Dans la nuit du 21 au 22 avril 2025, en Caroline du Nord, s’est éteint l’un des plus grands penseurs africains contemporains : Valentin-Yves Mudimbe. À 83 ans, ce philosophe, écrivain, poète et professeur laisse derrière lui une œuvre monumentale, pierre angulaire de la pensée postcoloniale, et une empreinte indélébile dans le monde académique.
D’une cellule monastique aux amphithéâtres du monde
Rien ne semblait destiner Mudimbe à devenir une figure intellectuelle majeure du XXe et du XXIe siècle. Né le 8 décembre 1941 à Likasi, dans l’actuelle République démocratique du Congo, il grandit dans une rigueur monastique chez les bénédictins. Ce cadre religieux structure ses premières années, jusqu’à son renoncement à la vie cléricale à l’âge de 21 ans. Il choisit alors la voie de la philosophie, s’exilant à Louvain, en Belgique, où il obtiendra son doctorat en 1970.
Ce passage d’une vie consacrée à Dieu vers une quête intellectuelle est déjà, en soi, un acte fondateur : celui d’un homme qui cherchera toute sa vie à désacraliser les savoirs figés, à interroger les évidences, et surtout à déconstruire les récits imposés à l’Afrique.
Le penseur de la bibliothèque coloniale
De retour au pays, Mudimbe enseigne à l’université de Lubumbashi, s’impliquant activement dans les revues et maisons d’édition locales, notamment les éditions du Mont-Noir. Mais le climat politique du Zaïre de Mobutu le pousse à l’exil en 1979. D’abord en Europe, puis aux États-Unis où il enseignera à Stanford, puis à Duke University, il continue son travail de réflexion critique.

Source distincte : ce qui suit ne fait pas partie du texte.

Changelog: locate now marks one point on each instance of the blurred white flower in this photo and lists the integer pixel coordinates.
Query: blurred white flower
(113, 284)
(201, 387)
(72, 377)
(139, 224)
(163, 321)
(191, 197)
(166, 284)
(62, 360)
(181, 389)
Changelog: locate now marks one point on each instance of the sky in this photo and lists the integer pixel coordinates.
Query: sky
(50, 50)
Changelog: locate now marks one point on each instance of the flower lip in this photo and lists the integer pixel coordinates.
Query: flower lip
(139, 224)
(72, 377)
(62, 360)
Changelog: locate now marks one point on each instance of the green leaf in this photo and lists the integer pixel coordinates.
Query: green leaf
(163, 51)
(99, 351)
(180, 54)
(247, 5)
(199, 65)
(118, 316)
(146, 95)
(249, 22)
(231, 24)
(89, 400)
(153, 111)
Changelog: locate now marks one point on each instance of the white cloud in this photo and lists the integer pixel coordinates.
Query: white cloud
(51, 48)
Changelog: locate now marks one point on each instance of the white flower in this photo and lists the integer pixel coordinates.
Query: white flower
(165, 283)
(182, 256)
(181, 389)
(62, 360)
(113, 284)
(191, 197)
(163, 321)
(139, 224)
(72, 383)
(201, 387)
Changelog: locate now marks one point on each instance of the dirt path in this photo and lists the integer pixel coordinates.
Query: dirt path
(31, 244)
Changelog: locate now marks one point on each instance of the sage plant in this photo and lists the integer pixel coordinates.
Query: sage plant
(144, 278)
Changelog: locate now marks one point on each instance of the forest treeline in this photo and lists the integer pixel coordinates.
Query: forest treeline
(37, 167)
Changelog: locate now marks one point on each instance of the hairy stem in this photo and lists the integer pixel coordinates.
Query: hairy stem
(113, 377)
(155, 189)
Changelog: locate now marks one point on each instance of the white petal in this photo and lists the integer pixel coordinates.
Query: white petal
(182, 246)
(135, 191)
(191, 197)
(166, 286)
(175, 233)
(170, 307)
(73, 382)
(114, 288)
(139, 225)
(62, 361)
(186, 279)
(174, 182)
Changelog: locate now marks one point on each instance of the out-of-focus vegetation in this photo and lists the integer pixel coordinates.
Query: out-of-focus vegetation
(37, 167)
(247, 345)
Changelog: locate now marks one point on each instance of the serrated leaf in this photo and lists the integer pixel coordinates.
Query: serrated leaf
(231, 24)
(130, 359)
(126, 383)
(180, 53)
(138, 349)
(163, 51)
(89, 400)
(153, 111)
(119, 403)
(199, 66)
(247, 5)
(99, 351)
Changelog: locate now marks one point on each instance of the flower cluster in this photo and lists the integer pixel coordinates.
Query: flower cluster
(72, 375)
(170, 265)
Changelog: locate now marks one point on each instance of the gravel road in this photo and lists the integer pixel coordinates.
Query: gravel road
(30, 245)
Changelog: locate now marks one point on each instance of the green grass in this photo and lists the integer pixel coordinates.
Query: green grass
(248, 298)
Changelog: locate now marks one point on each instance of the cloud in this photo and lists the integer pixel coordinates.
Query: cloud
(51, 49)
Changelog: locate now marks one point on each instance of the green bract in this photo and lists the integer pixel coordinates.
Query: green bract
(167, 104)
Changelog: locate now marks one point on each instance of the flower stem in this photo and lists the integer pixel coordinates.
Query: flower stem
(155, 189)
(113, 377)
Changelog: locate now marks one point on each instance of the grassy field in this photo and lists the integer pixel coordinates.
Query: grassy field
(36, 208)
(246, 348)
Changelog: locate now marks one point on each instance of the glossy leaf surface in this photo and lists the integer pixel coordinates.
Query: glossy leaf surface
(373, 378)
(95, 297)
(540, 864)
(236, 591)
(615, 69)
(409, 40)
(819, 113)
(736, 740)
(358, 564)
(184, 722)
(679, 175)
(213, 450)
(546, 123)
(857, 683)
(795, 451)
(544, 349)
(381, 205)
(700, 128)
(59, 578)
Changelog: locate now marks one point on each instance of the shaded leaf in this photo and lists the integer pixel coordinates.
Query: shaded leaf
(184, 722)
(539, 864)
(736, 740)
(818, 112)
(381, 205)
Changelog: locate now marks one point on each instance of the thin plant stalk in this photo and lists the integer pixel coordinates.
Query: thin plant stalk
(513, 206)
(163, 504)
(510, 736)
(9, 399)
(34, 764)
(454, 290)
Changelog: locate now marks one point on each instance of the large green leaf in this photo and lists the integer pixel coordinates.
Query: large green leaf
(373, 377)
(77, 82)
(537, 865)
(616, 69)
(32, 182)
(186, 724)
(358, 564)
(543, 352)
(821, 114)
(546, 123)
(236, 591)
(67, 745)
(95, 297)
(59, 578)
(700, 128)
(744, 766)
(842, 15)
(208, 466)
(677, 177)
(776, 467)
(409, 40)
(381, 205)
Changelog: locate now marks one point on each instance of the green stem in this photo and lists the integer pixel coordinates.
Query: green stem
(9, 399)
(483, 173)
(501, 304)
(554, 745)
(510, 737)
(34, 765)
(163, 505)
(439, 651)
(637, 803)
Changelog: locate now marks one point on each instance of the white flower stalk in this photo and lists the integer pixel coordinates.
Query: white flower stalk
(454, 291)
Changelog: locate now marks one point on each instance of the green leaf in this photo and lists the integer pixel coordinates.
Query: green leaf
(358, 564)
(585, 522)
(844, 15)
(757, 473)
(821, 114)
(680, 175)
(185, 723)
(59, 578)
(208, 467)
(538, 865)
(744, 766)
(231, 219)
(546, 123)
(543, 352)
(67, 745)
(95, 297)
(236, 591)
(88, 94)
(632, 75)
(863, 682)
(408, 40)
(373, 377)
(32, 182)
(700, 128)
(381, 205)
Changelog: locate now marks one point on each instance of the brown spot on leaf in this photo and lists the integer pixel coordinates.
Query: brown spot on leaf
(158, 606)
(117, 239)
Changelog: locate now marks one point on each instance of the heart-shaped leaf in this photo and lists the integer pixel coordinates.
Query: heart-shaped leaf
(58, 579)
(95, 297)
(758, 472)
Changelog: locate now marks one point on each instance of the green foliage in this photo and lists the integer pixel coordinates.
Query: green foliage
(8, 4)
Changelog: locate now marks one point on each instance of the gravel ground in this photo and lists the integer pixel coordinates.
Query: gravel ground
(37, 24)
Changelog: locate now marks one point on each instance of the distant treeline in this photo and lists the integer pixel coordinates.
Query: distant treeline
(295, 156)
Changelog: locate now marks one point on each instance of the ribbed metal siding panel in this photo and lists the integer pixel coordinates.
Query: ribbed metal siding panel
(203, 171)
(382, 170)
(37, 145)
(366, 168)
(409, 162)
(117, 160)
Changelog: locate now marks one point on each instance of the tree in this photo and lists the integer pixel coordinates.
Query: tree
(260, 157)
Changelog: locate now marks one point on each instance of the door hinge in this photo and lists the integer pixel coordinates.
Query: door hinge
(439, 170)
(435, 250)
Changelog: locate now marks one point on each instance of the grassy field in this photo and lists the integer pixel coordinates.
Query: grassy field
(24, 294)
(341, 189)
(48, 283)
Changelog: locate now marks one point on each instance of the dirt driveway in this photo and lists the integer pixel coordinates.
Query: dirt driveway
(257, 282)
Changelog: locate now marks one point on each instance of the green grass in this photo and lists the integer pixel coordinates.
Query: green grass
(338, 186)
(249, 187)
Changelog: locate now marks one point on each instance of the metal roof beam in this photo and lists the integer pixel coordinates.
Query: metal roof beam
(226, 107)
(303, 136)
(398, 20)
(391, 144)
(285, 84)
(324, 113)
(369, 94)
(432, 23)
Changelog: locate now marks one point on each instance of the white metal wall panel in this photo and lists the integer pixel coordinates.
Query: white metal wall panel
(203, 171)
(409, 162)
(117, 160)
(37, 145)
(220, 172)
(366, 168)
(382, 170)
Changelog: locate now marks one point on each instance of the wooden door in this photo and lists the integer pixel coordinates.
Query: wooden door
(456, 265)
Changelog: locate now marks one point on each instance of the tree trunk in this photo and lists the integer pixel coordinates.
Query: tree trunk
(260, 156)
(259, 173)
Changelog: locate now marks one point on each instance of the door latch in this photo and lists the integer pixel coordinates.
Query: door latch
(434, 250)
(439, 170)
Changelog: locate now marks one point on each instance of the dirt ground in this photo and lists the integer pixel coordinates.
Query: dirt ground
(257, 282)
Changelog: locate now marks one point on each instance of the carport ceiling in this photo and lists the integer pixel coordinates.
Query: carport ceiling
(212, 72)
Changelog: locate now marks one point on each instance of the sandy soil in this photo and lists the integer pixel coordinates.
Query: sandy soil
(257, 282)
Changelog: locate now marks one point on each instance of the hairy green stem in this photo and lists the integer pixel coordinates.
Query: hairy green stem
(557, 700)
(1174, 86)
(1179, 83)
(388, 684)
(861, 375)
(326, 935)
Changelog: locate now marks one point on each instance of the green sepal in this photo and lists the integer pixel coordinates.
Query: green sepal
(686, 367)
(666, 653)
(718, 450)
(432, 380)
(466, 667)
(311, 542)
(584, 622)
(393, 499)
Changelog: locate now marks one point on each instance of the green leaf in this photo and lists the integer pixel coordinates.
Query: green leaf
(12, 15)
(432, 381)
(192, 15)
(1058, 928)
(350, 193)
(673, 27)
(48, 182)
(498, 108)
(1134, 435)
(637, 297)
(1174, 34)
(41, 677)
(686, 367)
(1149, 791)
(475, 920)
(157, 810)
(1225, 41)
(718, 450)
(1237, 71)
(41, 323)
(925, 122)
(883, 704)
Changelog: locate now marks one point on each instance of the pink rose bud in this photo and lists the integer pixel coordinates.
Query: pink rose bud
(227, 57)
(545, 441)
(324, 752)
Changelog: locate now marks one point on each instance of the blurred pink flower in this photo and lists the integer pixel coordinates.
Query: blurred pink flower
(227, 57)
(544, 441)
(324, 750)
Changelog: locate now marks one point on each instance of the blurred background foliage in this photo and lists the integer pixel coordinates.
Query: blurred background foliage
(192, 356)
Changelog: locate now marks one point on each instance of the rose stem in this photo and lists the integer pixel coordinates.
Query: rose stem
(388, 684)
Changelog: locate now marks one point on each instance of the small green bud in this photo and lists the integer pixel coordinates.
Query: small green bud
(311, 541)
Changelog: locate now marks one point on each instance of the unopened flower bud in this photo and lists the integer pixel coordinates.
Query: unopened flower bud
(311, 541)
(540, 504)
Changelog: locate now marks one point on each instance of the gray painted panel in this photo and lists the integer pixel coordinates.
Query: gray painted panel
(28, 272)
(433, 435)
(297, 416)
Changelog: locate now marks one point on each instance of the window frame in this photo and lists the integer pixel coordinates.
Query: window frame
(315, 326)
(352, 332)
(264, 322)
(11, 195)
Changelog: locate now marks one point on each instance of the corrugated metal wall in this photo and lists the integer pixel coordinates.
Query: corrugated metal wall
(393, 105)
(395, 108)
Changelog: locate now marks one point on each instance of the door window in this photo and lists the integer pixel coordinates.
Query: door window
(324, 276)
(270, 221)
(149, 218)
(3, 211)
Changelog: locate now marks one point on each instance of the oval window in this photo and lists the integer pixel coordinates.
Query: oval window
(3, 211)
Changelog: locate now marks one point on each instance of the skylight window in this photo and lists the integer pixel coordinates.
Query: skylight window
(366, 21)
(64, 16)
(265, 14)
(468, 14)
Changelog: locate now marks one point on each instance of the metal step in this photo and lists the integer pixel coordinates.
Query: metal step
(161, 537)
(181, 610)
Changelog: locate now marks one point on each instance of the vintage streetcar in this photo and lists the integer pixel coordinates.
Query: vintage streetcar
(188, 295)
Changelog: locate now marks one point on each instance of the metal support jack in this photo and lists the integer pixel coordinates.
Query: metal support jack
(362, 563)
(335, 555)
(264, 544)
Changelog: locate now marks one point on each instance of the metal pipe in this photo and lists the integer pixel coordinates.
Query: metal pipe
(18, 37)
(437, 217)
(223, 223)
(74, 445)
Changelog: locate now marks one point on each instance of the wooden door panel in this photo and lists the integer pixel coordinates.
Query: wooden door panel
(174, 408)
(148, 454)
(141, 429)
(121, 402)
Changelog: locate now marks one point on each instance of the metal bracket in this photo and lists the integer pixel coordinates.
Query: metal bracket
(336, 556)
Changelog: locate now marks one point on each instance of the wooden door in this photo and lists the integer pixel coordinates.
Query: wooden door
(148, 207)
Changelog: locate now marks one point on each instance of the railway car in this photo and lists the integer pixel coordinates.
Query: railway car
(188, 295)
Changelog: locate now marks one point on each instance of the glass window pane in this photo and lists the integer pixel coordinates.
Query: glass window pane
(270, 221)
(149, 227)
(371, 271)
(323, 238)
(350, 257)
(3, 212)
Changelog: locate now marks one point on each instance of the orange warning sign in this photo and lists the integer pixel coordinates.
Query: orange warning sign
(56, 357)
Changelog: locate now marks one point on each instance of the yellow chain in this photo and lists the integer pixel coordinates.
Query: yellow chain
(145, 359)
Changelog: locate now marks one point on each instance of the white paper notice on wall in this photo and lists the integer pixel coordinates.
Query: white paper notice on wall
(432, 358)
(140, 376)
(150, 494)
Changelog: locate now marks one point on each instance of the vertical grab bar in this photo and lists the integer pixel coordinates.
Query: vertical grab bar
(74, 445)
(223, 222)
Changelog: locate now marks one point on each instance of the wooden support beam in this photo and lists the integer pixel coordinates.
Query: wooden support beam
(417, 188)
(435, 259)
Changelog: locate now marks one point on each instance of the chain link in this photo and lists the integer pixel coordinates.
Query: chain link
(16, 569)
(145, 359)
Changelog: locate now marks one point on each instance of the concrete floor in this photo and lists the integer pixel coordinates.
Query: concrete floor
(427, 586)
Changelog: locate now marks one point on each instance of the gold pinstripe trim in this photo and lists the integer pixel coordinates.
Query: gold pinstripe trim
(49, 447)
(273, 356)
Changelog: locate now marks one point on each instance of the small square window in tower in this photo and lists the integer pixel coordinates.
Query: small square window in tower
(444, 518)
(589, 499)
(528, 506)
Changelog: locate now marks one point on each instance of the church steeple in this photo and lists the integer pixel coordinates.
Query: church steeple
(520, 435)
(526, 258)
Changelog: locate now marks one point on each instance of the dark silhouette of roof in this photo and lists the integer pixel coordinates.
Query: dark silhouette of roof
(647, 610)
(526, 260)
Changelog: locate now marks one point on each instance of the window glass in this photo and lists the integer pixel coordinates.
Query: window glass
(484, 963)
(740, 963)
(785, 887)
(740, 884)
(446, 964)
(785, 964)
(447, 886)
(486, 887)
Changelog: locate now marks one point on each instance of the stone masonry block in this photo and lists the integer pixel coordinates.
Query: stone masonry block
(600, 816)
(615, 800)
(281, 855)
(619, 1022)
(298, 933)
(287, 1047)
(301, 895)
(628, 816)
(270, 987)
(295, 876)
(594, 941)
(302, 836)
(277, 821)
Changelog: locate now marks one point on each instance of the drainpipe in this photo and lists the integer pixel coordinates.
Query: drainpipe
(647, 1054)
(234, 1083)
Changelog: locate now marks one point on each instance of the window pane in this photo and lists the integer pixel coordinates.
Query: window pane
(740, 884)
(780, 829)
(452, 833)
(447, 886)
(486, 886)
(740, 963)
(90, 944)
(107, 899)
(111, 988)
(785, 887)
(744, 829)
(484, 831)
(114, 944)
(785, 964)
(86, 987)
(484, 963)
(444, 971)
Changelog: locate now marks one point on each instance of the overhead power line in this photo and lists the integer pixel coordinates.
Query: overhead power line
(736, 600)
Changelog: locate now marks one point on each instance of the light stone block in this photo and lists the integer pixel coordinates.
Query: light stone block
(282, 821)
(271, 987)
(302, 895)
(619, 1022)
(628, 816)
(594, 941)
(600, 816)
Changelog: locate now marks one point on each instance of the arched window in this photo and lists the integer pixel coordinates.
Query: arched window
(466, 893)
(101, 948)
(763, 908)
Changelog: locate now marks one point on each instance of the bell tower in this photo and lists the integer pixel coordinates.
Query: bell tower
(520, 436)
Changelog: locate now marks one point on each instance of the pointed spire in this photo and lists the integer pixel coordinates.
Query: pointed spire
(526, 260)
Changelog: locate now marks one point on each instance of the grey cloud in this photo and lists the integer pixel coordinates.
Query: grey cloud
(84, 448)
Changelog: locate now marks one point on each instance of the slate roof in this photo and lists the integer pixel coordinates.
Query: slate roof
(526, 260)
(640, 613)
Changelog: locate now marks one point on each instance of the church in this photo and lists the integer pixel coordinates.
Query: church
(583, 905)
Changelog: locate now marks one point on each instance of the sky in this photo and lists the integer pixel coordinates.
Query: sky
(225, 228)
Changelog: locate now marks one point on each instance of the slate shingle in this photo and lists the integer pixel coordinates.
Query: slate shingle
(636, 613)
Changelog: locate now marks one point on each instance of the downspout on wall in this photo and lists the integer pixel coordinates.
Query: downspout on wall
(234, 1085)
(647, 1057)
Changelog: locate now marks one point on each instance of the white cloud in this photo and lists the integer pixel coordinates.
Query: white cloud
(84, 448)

C’est en 1988 que paraît The Invention of Africa, son œuvre maîtresse, qui deviendra une référence incontournable dans les études africaines. Dans cet essai théorique majeur, Mudimbe forge le concept de bibliothèque coloniale : une analyse incisive des récits produits par les missionnaires, les explorateurs et les anthropologues européens, qui ont bâti une image de l’Afrique comme “l’Autre” absolu. Il démonte patiemment ces constructions idéologiques, pour réhabiliter un savoir africain sur l’Afrique un savoir enraciné, légitime, autonome.
Un héritage littéraire et philosophique vivant
Si L’Invention de l’Afrique a fait sa renommée dans les cercles académiques anglophones, son œuvre est loin de s’y limiter. Romancier, poète, essayiste, Mudimbe explore avec une rare intensité les questions de l’identité, de la mémoire, du langage et de l’altérité. L’Odeur du Père (1982), Le Bel Immonde (1976), ou encore The Idea of Africa (1994), sont autant de jalons d’une œuvre dense, exigeante et poétique.
À travers ses écrits, Mudimbe invite à penser l’Afrique non pas à travers le prisme de la colonisation, mais à partir d’elle-même. Il s’évertue à déconstruire les clichés, à fissurer les certitudes, pour redonner à l’Afrique sa complexité, sa pluralité et sa profondeur. Son regard n’est jamais figé, toujours en mouvement, à l’image de son parcours.
Une disparition qui secoue le monde intellectuel
L’annonce de sa mort a déclenché une pluie d’hommages. Universitaires, écrivains, lecteurs et anonymes saluent un “phare”, une “voix lucide”, un “bâtisseur d’idées”. Joyeux Ngoma parle de lui comme d’un éclaireur essentiel pour penser le monde à partir de l’Afrique. Christian Gombo insiste sur la beauté poétique de ses textes, et N’anza Tata rappelle à quel point ses poèmes tentaient de réparer les fragments d’une identité blessée.
L’œuvre de Mudimbe dépasse les cadres académiques. Elle interpelle, dérange, inspire. Elle est une invitation permanente à penser contre soi, à se défaire des conditionnements, à repenser les catégories.
Un penseur pour demain
Valentin-Yves Mudimbe n’était pas simplement un écrivain ni seulement un philosophe. Il était un artisan du sens, un sculpteur d’idées, un semeur d’inconfort fertile. Par ses mots, il a ouvert des brèches, offert des clés, posé des questions fondamentales qui continueront de résonner longtemps après sa mort.
Son œuvre, traduite tardivement en français, commence à trouver un écho croissant sur le continent africain, comme pour rappeler qu’il n’est jamais trop tard pour écouter ceux qui ont toujours tenté de nous faire entendre notre propre voix.
Aujourd’hui, le monde perd un penseur d’envergure. Mais à travers ses livres, ses cours, ses poèmes et ses idées, Valentin-Yves Mudimbe demeure vivant. Inlassablement vivant.